For anyone who has watched the Netflix show “MADOFF: The Monster of Wall Street”, you are well aware of the many ways in which bitcoin is absolutely, positively not a Ponzi scheme, much to the chagrin of any number of finance experts. While each of these treasury companies, to some degree, are also not Ponzis (traded on an open market), they are, however, each trapped within a system where they are continually reliant on bringing in more money, for the next bitcoin purchase on their journey to delivering their 10 year strategy. Where the similarity with the Madoff Ponzi remains is that when the inflows of money begin to slow and the bitcoin purchases lose momentum, faith and interest in a particular stock may well evaporate, as attention moves to the next new shiny start-up. When this point in the journey is reached, the value of the stock may simply fall back to the value of the assets held by the firm, but if bad practice led it to fall further, the shareholder would be left with no value in their shares and no claim on the bitcoin held by the firm.
For me, bitcoin is a very low risk assets, I know the monetary policy from now until long into the future. There may be a risk of a quantum attack, but that has its spot in my risk register and I’m comfortable that in that situation, bitcoin will be a long way down the list of what the quantum powered evil genius will be targeting. I just can’t say the same about bitcoin treasury companies; when compared to the best performing asset of the past 16 years, I’m not sure there is a need to pursue “additional alpha”, not least with the associated paperwork and taxes when making use of the additional volatility of these leveraged plays. If there is money tied up in “tax advantaged accounts”, they may help you scratch that trading itch that staying humble and stacking sats may be scratch, but if the government gave you a tax advantage, they could just as easily take it away. Add in the ever-present spectre of management malpractice with no access to those keys being ever present, I might just hold my bitcoin. Each new firm and each approach to the bitcoin treasury play is an interesting case study to learn from, and if nothing else, able to provide a little entertainment. Currently it feels like a who’s who list of influencers looking to trade their reach (and potentially integrity) for a few extra sats.

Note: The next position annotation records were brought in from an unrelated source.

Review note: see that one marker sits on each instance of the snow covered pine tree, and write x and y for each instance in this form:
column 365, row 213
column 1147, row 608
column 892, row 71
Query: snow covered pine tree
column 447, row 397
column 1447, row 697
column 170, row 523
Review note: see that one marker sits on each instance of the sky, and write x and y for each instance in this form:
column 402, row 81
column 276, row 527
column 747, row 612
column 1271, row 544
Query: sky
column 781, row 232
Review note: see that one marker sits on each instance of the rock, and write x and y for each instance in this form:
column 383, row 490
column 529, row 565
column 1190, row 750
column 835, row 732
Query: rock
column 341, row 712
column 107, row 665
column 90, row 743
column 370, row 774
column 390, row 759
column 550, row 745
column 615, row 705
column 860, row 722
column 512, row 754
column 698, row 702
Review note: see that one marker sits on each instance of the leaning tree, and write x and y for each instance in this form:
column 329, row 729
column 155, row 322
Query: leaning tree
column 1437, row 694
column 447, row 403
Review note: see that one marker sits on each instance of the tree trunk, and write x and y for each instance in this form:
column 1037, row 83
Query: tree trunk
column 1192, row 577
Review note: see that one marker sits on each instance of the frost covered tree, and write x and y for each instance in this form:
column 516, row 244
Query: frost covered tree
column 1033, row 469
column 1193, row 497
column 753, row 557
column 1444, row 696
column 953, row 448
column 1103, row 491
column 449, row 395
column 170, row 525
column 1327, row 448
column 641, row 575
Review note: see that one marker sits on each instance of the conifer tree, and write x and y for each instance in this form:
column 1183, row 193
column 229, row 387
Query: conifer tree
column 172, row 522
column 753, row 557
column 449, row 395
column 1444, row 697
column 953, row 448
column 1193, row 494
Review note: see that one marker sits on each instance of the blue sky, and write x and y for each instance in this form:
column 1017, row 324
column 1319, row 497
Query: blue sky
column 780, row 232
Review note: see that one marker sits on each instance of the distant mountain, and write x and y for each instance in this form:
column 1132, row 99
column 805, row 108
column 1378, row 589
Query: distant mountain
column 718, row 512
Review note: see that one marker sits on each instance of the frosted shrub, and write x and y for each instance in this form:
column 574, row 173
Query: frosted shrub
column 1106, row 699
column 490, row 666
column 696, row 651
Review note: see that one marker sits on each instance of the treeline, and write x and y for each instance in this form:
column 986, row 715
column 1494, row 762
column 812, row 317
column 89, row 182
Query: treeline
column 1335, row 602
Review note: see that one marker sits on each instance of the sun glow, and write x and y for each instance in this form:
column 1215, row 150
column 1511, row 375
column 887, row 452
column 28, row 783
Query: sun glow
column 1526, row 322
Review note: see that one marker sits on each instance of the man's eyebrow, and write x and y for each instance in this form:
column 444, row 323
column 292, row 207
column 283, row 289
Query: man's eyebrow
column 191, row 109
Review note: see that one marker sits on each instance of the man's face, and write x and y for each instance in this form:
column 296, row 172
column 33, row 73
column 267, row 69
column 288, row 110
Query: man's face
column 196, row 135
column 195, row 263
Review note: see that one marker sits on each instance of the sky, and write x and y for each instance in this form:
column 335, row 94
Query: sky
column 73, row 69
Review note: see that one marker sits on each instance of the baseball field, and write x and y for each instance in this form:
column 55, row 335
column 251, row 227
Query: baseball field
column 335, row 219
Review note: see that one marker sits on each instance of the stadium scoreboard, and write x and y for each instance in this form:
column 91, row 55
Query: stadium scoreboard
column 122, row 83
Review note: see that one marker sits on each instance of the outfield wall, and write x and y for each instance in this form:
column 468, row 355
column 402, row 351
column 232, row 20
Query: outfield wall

But if the draw of outsized returns is still too great and you just have to try and make amends for not stacking hard enough in November 2022, be my guest but remember, while it may be a tail risk in many jurisdictions, you won’t be able to do anything with your paper bitcoin gains if they turn off the sell button. If you’re unable to firstly time the sell, hold sufficient to pay any future taxes, withdraw your cash, transfer it to a bitcoin exchange (then explain to them where your money came from and freezing the money while you attempt to provide them with evidence, cheers Strike) before executing the purchase, that’s a lot more work, risk, stress and uncertainty compared to simple buying spot bitcoin in the first place and withdrawing to cold storage. That has to be worth at least an extra 16% of sick GAINZ!!!